Patient 1 had treated hyperlipidaemia, hypertension and gout and Patient 2 had a history of asthma, allergic aspergillosis and primary orthostatic hypertension and treated colorectal, oesophageal and prostate cancers in remission, the authors noted.

Neither patient had any other neurological or systemic symptoms and both had “continuous, non-patterned, small-amplitude movements of affected arms and legs with superimposed proximal irregular large-amplitude movements consistent with hemichorea-hemiballismus” on neurological examination, they wrote, although case 1 did show mild parkinsonism on their contralateral side.

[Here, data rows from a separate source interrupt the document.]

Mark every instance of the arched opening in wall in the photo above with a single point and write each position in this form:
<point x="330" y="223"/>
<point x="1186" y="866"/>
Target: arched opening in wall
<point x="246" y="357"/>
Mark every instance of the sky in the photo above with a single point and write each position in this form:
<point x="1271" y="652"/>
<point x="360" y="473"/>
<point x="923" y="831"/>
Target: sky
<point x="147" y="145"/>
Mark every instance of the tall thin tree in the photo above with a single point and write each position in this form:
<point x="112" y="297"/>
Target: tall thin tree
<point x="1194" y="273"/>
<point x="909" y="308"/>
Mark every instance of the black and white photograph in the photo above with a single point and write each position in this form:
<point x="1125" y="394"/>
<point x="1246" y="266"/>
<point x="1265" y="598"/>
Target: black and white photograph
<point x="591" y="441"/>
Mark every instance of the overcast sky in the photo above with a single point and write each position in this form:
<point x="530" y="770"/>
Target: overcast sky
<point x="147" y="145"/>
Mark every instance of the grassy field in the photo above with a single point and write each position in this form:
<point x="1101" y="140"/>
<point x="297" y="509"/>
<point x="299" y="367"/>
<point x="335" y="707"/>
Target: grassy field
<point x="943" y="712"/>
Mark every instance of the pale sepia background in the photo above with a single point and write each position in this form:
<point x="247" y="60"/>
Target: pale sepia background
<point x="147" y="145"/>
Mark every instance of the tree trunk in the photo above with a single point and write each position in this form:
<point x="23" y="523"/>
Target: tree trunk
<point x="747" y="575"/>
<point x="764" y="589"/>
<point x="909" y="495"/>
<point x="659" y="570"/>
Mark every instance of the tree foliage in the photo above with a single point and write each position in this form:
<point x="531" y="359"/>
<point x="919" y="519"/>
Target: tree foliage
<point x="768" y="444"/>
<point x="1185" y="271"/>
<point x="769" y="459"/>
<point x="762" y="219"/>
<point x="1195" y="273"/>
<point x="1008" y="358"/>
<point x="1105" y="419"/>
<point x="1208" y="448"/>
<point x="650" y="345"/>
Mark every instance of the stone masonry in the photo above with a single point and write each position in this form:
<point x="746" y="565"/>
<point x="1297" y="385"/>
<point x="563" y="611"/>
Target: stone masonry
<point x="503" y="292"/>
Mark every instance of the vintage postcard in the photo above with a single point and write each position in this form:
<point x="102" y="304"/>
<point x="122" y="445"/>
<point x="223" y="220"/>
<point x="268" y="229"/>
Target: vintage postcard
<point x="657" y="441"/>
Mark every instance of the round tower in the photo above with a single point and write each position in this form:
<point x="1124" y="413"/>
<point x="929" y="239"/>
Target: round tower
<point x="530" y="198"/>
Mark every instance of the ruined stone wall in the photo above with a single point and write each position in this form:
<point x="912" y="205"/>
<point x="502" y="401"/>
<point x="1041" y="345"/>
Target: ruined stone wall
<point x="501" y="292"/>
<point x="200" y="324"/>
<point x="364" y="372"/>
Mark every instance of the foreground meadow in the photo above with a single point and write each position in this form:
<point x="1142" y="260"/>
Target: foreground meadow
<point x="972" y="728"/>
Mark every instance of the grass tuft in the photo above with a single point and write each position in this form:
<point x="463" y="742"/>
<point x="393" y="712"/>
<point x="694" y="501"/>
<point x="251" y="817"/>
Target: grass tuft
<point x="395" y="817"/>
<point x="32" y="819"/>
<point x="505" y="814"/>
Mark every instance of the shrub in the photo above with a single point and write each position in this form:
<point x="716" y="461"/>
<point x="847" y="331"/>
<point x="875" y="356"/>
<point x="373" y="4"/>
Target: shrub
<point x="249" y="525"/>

With bloods and MRI showing no alternative cause, Dr Matar and colleagues attributed the symptoms to an autoimmune reaction sparked by the vaccine’s spike protein and patients were given a short course of steroids (3 daily doses of 1 g intravenous methyl-prednisolone).

Patient 1 had a “prompt and significant resolution within 24 hours of the first dose”, while Patient 2 had “partial spontaneous improvement after the first day”, and complete resolution after three days of corticosteroids, the authors wrote.

Their results are “in line with a recent report of a patient with worsening levodopa-induced dyskinesias after receiving the BNT162b2 (Pfizer/BioNTech) mRNA vaccine and preclinical studies supporting a role of neuroinflammation in levodopa-induced dyskinesia generally”, they wrote.

The spike protein may have induced a focal immune-mediated endotheliopathy that could account for the patients’ presentations.

Despite this, the authors stand by COVID-19 vaccines’ safety and efficacy, noting that “idiosyncratic neurological reactions after vaccination are rare and tend to be monophasic”.

“These cases highlight the need for careful clinical observation to aid pharmacovigilance efforts and the importance of large epidemiological studies to confirm potential neurological post-vaccination reactions,” they concluded.